Among these, Ameile is China’s first independently developed third-generation innovative EGFR-TKI drug. It has been approved for marketing and is indicated for the treatment of patients with locally advanced or metastatic non-small cell lung cancer (NSCLC) who have progressed on prior EGFR-TKI therapy and are T790M mutation-positive. Ameile has demonstrated favorable efficacy and safety profiles, including effectiveness in patients with brain metastases. The independently developed innovative drug HS-10234 is expected to submit a New Drug Application (NDA) in Q3 2020. This agent is indicated for the treatment of hepatitis B, offering improved efficacy and significantly reduced toxic side effects compared to the previous-generation drug (TDF).
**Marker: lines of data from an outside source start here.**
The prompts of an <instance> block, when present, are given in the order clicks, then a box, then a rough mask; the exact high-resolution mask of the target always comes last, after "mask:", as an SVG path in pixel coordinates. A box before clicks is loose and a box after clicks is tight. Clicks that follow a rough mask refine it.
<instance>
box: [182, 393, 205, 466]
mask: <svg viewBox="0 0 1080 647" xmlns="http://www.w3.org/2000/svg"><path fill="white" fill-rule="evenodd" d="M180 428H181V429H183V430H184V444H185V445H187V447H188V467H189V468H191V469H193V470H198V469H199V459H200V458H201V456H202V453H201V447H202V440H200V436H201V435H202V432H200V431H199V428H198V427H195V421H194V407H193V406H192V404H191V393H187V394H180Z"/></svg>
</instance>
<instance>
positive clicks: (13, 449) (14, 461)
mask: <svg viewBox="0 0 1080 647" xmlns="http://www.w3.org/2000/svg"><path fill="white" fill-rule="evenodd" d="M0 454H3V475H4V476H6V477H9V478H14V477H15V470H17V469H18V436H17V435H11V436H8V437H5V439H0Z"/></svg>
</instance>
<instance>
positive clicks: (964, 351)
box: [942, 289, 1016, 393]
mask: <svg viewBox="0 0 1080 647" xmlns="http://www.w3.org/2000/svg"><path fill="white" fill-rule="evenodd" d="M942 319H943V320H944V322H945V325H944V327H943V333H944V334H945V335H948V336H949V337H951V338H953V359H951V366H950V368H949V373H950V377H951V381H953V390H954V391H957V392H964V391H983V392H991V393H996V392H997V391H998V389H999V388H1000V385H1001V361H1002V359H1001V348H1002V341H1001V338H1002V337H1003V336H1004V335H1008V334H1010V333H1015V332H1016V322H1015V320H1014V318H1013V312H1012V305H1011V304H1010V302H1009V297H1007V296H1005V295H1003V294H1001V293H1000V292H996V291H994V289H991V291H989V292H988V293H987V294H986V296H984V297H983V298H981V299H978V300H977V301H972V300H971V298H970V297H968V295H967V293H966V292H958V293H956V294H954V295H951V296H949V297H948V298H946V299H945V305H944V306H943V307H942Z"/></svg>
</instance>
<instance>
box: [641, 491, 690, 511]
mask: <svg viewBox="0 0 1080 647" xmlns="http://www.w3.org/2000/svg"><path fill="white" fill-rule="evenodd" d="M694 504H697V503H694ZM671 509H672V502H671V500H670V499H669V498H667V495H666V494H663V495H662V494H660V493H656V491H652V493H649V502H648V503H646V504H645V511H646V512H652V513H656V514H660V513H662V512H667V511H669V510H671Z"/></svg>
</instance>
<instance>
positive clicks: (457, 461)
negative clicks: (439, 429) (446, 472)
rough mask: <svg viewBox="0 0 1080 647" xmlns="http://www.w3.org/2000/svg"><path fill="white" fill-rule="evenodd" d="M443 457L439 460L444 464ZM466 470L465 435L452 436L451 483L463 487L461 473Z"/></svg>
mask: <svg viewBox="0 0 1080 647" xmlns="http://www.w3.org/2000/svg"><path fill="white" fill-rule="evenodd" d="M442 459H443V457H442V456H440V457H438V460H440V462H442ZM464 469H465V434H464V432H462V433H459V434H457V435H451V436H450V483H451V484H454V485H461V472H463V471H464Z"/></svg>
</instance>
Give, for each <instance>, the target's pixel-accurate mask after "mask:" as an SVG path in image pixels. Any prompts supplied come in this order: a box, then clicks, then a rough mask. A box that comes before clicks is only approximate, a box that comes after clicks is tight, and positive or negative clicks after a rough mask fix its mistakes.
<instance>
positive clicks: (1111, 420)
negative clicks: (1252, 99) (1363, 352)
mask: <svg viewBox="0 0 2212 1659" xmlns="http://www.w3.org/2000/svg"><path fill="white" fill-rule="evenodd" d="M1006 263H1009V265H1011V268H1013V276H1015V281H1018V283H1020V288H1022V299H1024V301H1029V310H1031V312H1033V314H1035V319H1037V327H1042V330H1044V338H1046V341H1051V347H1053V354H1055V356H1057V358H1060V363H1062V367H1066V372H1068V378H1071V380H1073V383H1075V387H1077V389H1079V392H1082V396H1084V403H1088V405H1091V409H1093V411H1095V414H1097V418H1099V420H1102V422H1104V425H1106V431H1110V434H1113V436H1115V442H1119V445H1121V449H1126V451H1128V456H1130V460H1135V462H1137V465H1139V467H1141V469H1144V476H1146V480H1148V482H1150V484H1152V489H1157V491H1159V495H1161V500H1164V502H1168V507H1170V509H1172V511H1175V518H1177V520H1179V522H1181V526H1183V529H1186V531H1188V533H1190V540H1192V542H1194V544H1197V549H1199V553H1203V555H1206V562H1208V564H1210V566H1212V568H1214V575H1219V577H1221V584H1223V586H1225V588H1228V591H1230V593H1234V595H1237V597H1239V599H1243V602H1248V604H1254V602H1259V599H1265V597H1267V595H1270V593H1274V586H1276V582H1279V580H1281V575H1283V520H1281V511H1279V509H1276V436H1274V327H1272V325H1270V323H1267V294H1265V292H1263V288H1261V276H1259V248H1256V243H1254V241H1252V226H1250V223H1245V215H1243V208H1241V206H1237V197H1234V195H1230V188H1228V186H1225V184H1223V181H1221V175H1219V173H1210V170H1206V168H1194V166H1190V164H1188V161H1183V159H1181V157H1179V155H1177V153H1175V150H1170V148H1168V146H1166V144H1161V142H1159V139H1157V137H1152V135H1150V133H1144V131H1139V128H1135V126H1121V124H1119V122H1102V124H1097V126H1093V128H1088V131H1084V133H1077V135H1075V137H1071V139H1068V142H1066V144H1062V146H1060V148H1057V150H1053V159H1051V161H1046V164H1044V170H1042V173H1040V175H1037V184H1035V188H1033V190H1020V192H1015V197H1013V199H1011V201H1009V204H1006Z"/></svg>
In addition to internal R&D investment, Hansoh Pharma is also actively seeking external collaboration and acquisition opportunities. In July, it entered into a strategic partnership and licensing agreement with EQRx, granting EQRx the overseas rights for the research, development, manufacturing, and commercialization of almonertinib. To strengthen its pipeline, Hansoh Pharma in-licensed two new drug projects: an innovative anti-infective project from NiKang Therapeutics in April, and a fourth-generation Bcr-Abl inhibitor project from TuoZhen Pharmaceutical in July. Regarding external collaborations, in April, Hansoh Pharma expanded its partnership with Atomwise on AI-assisted drug design for the discovery of active compounds.